Las despedidas son variadas. Pueden ser de alivio, de fracaso, de incertidumbre, indiferentes, cordiales, afectuosas o apenadas. Si son de estas últimas, de las de una aflicción verdadera, es una suerte sufrirlas, y más aún si antes del día postrero, con la melancolía que precede a las futuras pérdidas consabidas, se va uno despidiendo interiormente, mirando todo con ojos más profundos, afinando la mirada en los detalles más sutiles, paladeando lo que no ha de volver y la suerte de tenerlo -que es un sentido de la vista privilegiado y quizás no tan frecuente.

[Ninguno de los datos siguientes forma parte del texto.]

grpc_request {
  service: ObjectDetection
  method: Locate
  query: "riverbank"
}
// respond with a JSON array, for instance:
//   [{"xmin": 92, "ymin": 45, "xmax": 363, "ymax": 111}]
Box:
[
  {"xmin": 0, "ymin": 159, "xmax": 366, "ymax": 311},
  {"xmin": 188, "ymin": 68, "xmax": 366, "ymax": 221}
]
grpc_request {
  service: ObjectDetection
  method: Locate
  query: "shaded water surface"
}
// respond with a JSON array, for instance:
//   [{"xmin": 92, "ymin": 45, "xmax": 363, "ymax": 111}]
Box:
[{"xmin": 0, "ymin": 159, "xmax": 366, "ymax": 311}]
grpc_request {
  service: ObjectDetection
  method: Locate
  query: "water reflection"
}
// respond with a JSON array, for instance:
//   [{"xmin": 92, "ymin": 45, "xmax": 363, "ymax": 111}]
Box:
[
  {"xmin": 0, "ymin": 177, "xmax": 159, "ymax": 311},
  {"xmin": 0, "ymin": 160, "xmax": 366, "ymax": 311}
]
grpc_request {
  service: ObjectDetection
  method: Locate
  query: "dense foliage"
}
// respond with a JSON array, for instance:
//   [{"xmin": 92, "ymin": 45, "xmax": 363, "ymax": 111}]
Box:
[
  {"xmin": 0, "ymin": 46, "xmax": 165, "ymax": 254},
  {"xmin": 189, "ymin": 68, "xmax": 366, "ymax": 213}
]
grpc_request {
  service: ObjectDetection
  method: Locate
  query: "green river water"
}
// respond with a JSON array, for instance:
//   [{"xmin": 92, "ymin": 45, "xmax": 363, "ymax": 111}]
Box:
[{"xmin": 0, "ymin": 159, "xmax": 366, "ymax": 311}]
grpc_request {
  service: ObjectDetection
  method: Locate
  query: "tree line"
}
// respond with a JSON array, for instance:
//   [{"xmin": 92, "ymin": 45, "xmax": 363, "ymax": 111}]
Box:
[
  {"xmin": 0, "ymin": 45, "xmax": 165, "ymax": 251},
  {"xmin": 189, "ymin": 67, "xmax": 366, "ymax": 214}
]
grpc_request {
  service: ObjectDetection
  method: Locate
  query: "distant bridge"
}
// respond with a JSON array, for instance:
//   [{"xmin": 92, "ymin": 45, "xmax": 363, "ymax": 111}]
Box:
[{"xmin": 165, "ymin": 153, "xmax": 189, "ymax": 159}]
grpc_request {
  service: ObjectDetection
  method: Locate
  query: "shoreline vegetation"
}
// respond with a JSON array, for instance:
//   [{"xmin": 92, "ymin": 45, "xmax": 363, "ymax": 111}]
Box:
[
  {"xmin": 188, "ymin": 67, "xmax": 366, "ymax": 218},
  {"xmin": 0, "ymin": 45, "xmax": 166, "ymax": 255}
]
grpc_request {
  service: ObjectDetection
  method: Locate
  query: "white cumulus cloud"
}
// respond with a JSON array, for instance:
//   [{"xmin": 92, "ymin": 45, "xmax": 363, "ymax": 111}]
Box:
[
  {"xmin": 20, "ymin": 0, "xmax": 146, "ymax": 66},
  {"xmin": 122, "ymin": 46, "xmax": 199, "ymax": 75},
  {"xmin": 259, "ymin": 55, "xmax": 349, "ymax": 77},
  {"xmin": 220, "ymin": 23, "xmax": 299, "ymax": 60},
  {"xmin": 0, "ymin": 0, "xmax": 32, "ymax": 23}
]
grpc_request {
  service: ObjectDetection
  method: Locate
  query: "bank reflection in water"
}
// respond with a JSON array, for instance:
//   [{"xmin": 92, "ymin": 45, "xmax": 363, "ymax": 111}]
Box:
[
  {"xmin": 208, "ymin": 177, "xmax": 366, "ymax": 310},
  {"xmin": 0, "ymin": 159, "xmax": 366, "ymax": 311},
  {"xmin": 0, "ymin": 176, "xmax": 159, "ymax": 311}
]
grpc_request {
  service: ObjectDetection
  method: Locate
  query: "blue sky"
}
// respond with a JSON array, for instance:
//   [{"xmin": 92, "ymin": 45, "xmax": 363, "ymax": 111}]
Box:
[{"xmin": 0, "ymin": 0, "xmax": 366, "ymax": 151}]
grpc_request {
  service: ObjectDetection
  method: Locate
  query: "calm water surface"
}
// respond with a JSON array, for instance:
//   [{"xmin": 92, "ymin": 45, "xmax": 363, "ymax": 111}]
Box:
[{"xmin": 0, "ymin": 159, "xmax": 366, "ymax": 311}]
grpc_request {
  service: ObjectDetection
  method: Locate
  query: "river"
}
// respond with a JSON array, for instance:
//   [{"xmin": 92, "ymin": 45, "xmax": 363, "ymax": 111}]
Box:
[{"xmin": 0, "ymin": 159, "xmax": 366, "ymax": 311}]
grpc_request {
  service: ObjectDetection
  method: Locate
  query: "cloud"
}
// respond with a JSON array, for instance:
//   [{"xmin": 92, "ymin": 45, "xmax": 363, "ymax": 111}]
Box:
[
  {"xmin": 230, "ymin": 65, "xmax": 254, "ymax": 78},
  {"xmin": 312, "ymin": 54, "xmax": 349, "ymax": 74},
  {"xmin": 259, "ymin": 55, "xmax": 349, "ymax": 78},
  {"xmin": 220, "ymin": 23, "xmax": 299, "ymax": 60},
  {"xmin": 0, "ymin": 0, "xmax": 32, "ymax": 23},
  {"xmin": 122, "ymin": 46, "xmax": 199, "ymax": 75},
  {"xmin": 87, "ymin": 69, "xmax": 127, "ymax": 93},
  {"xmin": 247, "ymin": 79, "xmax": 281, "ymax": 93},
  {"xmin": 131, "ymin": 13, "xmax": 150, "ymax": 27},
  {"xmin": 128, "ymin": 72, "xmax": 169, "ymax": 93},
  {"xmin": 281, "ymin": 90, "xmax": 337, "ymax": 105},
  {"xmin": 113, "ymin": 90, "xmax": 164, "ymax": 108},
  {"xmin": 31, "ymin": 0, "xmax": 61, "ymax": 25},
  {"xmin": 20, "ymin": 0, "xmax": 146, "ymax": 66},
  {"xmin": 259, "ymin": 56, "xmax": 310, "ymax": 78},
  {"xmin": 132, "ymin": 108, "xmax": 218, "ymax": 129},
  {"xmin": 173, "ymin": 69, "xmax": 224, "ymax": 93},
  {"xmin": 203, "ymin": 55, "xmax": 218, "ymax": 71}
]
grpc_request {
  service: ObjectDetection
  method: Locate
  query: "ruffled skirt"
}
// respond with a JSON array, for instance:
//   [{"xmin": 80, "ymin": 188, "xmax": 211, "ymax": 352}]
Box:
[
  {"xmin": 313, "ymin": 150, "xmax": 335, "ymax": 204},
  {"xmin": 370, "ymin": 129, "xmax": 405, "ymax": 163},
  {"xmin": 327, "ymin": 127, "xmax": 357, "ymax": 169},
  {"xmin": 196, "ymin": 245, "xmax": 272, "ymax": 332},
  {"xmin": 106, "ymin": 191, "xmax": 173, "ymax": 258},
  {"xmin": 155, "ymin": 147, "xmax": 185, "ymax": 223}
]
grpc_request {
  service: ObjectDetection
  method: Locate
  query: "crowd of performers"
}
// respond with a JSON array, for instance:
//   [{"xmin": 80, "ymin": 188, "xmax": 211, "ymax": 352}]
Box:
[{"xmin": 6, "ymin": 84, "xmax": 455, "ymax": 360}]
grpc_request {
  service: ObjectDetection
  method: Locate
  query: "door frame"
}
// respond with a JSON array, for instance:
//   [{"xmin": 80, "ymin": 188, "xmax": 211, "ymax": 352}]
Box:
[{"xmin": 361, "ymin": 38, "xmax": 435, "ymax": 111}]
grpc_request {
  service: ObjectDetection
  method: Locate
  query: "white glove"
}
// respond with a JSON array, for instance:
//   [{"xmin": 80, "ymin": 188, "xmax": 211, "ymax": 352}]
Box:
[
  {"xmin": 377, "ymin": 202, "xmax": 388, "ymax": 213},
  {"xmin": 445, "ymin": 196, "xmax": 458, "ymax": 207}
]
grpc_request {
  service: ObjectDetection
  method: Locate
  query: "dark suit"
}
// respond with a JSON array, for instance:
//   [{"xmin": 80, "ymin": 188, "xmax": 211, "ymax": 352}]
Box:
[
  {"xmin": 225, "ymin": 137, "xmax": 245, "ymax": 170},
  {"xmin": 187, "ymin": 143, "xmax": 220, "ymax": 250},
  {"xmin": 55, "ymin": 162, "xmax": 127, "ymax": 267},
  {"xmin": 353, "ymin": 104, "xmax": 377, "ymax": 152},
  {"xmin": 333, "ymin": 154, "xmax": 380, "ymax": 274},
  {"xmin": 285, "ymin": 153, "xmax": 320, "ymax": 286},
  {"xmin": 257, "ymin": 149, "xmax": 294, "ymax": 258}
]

No es una apología de la congoja ni un gusto frenético por el masoquismo, sino una aceptación, un alegato casi estoico, de que el dolor es el precio a pagar por el deleite. Es humano querer retener el gozo, estirarlo como se extiende una masa, inmortalizarlo como un ámbar, pero es una debilidad del ánimo no acoger su fuga, abrazar su finitud. Si nos duele de verdad, es justo porque nos importa, por lo que nos ha brindado, por tener el brillo de un joyel que refulge entre tantas luces. Lo recordamos cuando la noche nos sobreviene. Y la noche suele sentirse larga.
Pobres de nosotros si nada nos doliera, si todo nos fuese indistinto, un ir pasando sin más, como una rama caída sobre un río. Qué suerte la de las lágrimas emocionadas, la del abrazo que traspasa la carne, la de las palabras tímidas que ahora son capaces de decirse, la de la melancolía compartida. Nadie echará de menos las tardes solas con persianas bajadas; ¿quién no recordará las horas de charlas y bares, de carcajadas y anécdotas, con el cariño, con el alimento que nos nutre?
Que la vida me dé celebraciones, tardes pequeñas llenas de afectos, vinos alegres, paseos sosegados, belleza visitada, conversaciones sin relojes, dulzores por sorpresa. Y que venga luego el golpe, el rayo sin piedad, y que me lo arrebate todo, como un ave rapaz, inmisericorde. Tendré la sonrisa del vencido, de un vencido con honor, que sabe que lleva consigo una victoria, la de ya haberlo vivido, la de haber sido ese tiempo de júbilo, la de llevar en los huesos las horas celebradas. Que venga la vida y me hiera, hondo; pago con dolor gustosamente los edenes perdidos, lo poco que siempre se recuerda entre lo mucho que se olvida.